The systematic review of administrative dataset registries, published in the January 2016 issue of the European Journal of Vascular and Endovascular Surgery (EJVES), has further concluded that stroke/death rates after carotid stenting often exceed accepted American Heart Association (AHA) thresholds. Based on this study, there was also no evidence of a sustained decline, over time, in the procedural risk after carotid stenting.
As reported in EJVES, K I Paraskevas, St George’s Vascular Institute, St George’s Healthcare NHS Trust, London, UK and colleagues EL Kalmykov and AR Naylor from the Department of Vascular Surgery, Leicester Royal Infirmary, Leicester, UK, write that randomised trials have reported higher stroke/death rates after carotid artery stenting vs. carotid endarterectomy.
“Despite this, the 2011 American Heart Association (AHA) guidelines expanded carotid artery stenting indications, partly because of the Carotid Revascularization Endarterectomy versus Stenting Trial (CREST), but also because of improving outcomes in industry sponsored carotid artery stenting registries,” the authors write.
This systematic review set out to compare stroke/death rates after carotid stenting or endarterectomy in contemporary dataset registries. The investigators also sought to examine whether published stroke/death rates after stenting fall within AHA thresholds, and to see if there had been a decline, over time, in procedural risk after stenting/endarterectomy.
The investigators systematically searched PubMed/Medline, Embase, and Cochrane databases according to the recommendations of the PRISMA statement from January 1, 2008 until February 23, 2015 for administrative dataset registries reporting outcomes after both endarterectomy and stenting.
“Twenty-one registries reported outcomes involving more than 1,500,000 procedures. Stroke/death after stenting was significantly higher than after endarterectomy in 11/21 registries (52%) involving “average risk for endarterctomy” asymptomatic patients and in 11/18 registries (61%) involving “average risk for endarterectomy” symptomatic patients. In another five registries, stenting was associated with higher stroke/death rates than endarterectomy for both symptomatic and asymptomatic patients, but formal statistical comparison was not reported. Carotid artery stenting was associated with stroke/death rates that exceeded risk thresholds recommended by the AHA in 9/21 registries (43%) involving “average risk for endarterectomy” asymptomatic patients and in 13/18 registries (72%) involving “average risk for endarterectomy” symptomatic patients. In 5/18 registries (28%), the procedural risk after carotid artery stenting in “average risk” symptomatic patients exceeded 10%,” the investigators write.

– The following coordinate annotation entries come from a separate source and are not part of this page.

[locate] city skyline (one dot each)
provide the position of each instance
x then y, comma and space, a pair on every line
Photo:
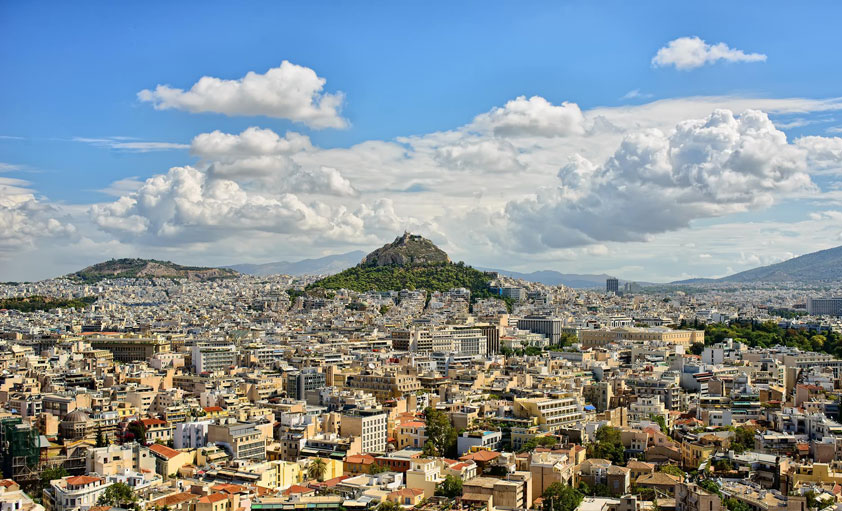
653, 143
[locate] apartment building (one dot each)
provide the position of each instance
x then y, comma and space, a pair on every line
368, 424
241, 440
551, 413
207, 359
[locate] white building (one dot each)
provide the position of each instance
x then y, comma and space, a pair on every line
213, 358
75, 493
191, 435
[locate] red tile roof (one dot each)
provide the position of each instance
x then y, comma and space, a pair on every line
164, 451
77, 480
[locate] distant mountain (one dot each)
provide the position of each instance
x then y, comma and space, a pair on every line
149, 268
824, 265
319, 266
554, 278
410, 262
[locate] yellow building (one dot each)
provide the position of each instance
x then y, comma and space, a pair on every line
287, 474
694, 453
820, 473
333, 468
596, 338
552, 413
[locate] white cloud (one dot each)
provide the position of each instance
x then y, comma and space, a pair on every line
687, 53
825, 153
656, 182
24, 219
635, 94
532, 117
288, 91
128, 144
122, 186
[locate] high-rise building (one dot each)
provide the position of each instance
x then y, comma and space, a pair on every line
369, 424
550, 327
308, 379
824, 306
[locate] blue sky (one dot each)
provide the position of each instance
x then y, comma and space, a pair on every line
74, 70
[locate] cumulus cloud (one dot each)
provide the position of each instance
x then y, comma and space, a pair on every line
687, 53
535, 117
129, 144
825, 153
262, 157
657, 182
288, 91
186, 205
24, 219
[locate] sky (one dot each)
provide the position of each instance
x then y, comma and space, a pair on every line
653, 141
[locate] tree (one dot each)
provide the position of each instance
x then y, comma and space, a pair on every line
51, 474
451, 487
441, 437
317, 469
672, 470
388, 505
662, 423
710, 486
736, 505
118, 495
608, 446
100, 438
560, 497
377, 468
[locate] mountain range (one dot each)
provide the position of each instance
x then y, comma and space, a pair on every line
318, 266
824, 265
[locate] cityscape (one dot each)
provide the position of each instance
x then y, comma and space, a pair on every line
573, 256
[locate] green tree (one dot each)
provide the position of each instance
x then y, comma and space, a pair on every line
388, 505
560, 497
138, 431
377, 468
317, 469
608, 445
100, 438
451, 487
662, 423
672, 470
736, 505
118, 495
441, 437
710, 486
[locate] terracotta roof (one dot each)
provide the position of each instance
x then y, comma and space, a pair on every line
407, 492
175, 499
153, 422
658, 478
213, 497
298, 489
365, 459
76, 480
164, 451
480, 456
229, 488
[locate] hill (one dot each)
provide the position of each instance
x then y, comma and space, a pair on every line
149, 268
407, 250
410, 262
319, 266
821, 266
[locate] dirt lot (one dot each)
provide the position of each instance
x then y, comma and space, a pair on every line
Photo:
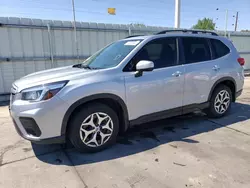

These findings led the researchers to conclude that “while carotid stenting has advanced significantly over the last decade, evidence suggests that most contemporary administrative dataset registries (predominantly sourced from the USA) still report procedural stroke/death rates following the procedure that are significantly higher (when compared with endarterectomy), particularly in ‘average risk for endarterectomy’ symptomatic patients.”
Most importantly, said the authors, almost three quarters of registries reported procedural risks after stenting that were well in excess of the 6% AHA/ASA recommended risk threshold, with 28% of registries publishing death/stroke rates in excess of 10% in “average risk for endarterectomy” symptomatic patients. They also wrote that this systematic review found no evidence that procedural risks after carotid artery stenting “in the real world” have diminished with time.
Naylor told Interventional News: “Just as with carotid endarterectomy, it is essential that anyone performing carotid artery stenting should be aware of their procedural risks. In asymptomatic patients (even if they are ’high risk for endarterectomy’), there is no justification for accepting procedural risks in excess of 3% (ie, the AHA recommended level). In symptomatic patients, the key issue now is to offer surgery (or stenting) as soon as possible after onset of symptoms. Delay does not benefit the patient. At present, most patients will probably benefit from surgery in the first seven to 14 days after onset of symptoms but this may change as carotid stenting technology improves. One important observation from this systematic review was the lack of any apparent clinical governance feedback in registries reporting excessively high procedural risks.”
The authors point out in EJVES that this systematic review does have limitations. “First, some registries had potential selection or reporting bias, while others conceded potential coding errors.” The authors noted that it would be expected that these errors/biases would be consistent across both carotid stenting and endarterectomy data.
Paraskevas and colleagues further write that protection devices during carotid artery stenting were not routinely used, or information about their usage was not routinely available.” Finally, it is possible that some registries may have sampled patients from overlapping years,” they write.